Thursday, February 10, 2011

Big Finish (Grande Fin): How I Wrote Certain Of My Books (Raymond Roussel)

   





The automobile roulotte:  Raymond Roussel's one-of-a-kind, custom-built limousine, admired by Mussolini and the Pope.


In bringing this essay to a close I must refer again to the painful sensation I have always experienced on seeing my works run up against an almost totally hostile incomprehension.

        (It took no less than twenty-two years for the first edition of Impressions d'Afrique to become out-of-print.)

        The only kind of success I have ever really experienced derived from singing to my own piano accompaniment and above all my numerous impersonations of actors and ordinary folk.*  But there at least my success was enormous and complete.

        And so I seek solace, for want of something better, in the hope that I may perhaps gain a little posthumous recognition for my books.**




Raymond Roussel


 
[En terminant cet ouvrage je reviens sur le sentiment douloureux que j’éprouvai toujours en voyant mes œuvres se heurter à une incompréhension hostile presque générale.

        (Il ne fallut pas moins de vingt-deux ans pour épuiser la première édition d’Impressions d’Afrique.)

        Je ne connus vraiment la sensation du succès que lorsque je chantais on m’accompagnant au piano et surtout par de nombreuses imitations que je faisais d’acteurs ou de personnes quelconques.

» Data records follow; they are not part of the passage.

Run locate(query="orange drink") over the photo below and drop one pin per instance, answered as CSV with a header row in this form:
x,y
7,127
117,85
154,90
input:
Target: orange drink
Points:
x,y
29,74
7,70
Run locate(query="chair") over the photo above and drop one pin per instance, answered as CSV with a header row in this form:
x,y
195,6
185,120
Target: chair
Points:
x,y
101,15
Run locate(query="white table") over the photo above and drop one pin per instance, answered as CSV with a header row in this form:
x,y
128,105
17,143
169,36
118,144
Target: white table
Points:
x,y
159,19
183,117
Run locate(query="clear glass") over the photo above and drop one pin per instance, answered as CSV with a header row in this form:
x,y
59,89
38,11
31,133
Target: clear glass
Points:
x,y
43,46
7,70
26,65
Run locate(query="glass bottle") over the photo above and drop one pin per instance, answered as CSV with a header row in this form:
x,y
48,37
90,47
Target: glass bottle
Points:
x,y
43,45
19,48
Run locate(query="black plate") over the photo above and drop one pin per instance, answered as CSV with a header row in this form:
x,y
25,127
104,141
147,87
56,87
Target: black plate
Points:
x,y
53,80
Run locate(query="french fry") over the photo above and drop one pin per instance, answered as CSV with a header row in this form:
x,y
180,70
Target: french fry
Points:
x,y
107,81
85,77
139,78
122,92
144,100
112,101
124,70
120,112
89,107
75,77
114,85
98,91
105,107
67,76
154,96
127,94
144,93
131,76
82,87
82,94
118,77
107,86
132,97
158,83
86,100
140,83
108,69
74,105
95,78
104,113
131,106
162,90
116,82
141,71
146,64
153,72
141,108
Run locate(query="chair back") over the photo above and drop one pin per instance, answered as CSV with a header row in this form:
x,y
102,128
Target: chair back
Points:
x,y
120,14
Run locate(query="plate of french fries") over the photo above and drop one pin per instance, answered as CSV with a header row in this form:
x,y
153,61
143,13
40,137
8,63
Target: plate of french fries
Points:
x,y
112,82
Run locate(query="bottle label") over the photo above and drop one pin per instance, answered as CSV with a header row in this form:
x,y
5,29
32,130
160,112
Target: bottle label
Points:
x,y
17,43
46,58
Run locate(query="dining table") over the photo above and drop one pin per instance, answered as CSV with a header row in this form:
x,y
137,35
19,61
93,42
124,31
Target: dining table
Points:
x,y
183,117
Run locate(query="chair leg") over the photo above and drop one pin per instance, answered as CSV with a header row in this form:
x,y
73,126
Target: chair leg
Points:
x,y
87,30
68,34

Mais là, du moins, le succès était énorme et unanime.

        Et je me réfugie, faute de mieux, dans l’espoir que j’aurai peut-être un peu d’épanouissement posthume à l’endroit de mes livres.]

Translator's Notes (Trevor Winkfield):

*  Blessed with an incredible memory (he could recite the entire 459 pages of Locus Solus word for word, which leads one to suspect that the numerous memory lapses he displays in How I Wrote Certain of My Books are in fact intentional), Roussel claimed to have spent seven years perfecting each impersonation, frequenting theaters night after night, not so much to watch the performances as to study the facial expressions, voice intonations and gestures of individual actors.  His nephew Michael Ney recalls: ". . . He mimicked Max Dearly, Fugere (of the Opera-Comique) . . . his own friends . . .and another actor called Morton . . .it was really uncanny the way he'd got them off to a 'T'!"

**  Roussel, although he always remained convinced of the "immeasurable artistic value" of his work, seems towards the end of his life to have realized that he would never be the popular, universally acknowledged "great writer" he had earlier fervently hoped he would be, and that any fame due him would be posthumous.  Confirmation of this disillusionment can be found in Jean Cocteau's Opium (1931): " . . .In a post-script to a recent letter he sent me he quoted this passage from (my play) The Wedding On The Eiffel Tower:

First gramophone:        But this telegraph is dead.

Second gramophone:     It's just because it's dead that everyone
                                    understands it.





Manuscript page from Locus Solus





"According to Charlotte Dufrene, he worked an average of three hours every morning, often with the curtains drawn, by electric light, starting and finishing at the same time, just like a clerk at his office.  At the end of these statutory three hours, however, he had often produced only a name or a single word".